Граф слушает не перебивая. Под конец начинает барабанить пальцами по столу.
– Ты уверен, что это был… Никита? – спрашивает, когда Матвей замолкает. – Не слишком ли для мальца?
– Полагаешь, я мог перепутать представителя рода Каменских с неким магом иллюзий в хорошей личине?
– Об этом и спрашивал, – кивает Хатуров. – Не мог. А жаль.
Матвей кивает. Он совершенно спокоен, но граф знаком с камердинером Никиты слишком давно, чтобы в это спокойствие поверить.
– Соболев, к рассудку! – резко командует он. – Ты видел князя мёртвым?
Широкая улыбка Матвея заставляет его поморщиться. Не улыбка – оскал. Такие оскалы генерал Хатуров не раз видел в бою. У тех, кому уже нечего терять.
– Прекратить, я сказал!
– Ты-то в рассудке? Что значит «видел мертвым»? – интересуется Соболев, убрав ухмылку. – Пацан попал в разлом. Я не успел…
– К счастью, – сквозь зубы говорит Хатуров. – Иначе мне пришлось бы начинать розыск.
Матвей снова скалится.
– Послушай… В лагере Никита явно взял себя в руки, – говорит Хатуров. – Отлично себя показал.
– Слишком уж отлично… Еще и эти геройские замашки. Обычные люди так не меняются. Напомни, это он должен был защищать тебя или ты его?

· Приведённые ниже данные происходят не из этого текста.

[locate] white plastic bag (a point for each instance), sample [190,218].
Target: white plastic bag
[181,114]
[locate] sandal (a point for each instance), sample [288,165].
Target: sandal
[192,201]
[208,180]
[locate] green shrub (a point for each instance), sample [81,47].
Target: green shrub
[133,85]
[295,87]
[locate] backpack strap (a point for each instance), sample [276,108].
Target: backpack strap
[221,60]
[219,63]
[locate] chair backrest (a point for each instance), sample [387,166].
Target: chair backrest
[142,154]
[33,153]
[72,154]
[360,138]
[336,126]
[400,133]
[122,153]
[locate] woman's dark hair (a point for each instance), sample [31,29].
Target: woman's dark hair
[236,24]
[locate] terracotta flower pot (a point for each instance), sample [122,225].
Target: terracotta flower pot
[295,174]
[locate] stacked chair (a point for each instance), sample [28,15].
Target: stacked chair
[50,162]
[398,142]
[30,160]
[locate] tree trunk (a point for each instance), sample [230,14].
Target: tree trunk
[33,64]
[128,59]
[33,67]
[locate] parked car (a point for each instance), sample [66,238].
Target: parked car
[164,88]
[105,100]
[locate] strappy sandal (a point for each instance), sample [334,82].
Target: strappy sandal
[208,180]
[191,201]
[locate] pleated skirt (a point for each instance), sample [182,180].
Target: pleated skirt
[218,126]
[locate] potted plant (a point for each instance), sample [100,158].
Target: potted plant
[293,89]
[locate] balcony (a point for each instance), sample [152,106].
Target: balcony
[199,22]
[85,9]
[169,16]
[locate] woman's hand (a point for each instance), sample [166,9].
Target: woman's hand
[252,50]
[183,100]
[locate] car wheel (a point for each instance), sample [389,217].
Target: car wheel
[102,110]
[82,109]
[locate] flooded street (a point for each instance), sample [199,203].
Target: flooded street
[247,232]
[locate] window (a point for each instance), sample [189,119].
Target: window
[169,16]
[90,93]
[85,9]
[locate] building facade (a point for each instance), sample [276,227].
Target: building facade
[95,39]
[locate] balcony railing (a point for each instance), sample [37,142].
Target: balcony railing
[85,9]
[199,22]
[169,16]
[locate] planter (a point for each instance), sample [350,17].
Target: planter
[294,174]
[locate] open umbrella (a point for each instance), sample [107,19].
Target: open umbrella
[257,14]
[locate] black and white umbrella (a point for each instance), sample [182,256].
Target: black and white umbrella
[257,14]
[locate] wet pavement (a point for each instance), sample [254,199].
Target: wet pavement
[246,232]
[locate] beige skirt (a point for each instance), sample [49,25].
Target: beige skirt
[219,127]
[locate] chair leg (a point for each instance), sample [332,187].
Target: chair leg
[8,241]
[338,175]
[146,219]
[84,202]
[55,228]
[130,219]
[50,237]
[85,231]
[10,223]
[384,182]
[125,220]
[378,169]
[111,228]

Похоже, у Соболева скрипнули зубы. Но он молчит, а граф продолжает:
– У него раскрылся второй дар?
– Скорее всего. Я не успел понять – какой. Но уже без разницы. Даже если он ещё жив, это ненадолго, – тяжело роняет Матвей. – Бункер, Саша. Нужно немедленно заняться этим. Я добирался сюда автостопом, но место найду. Там творится что-то из рук вон. И я даже не говорю про то, что там засели какие-то психи, похищающие людей. В наше время это мало кого удивит. Люди там… обслуга, охрана – они странно себя вели.
– Конкретнее.
– Будто зомбированы.
– Даже так? – хмурится Хатуров.
– Звони Львову, – говорит Матвей. – С его возможностями мы можем успеть. Хотя я уверен, что бункер уже свёрнут. Но по горячим следам можно многое нарыть. Я тоже по своим каналам буду пробивать. Ну, ты знаешь. Так что отосплюсь немного и пойду.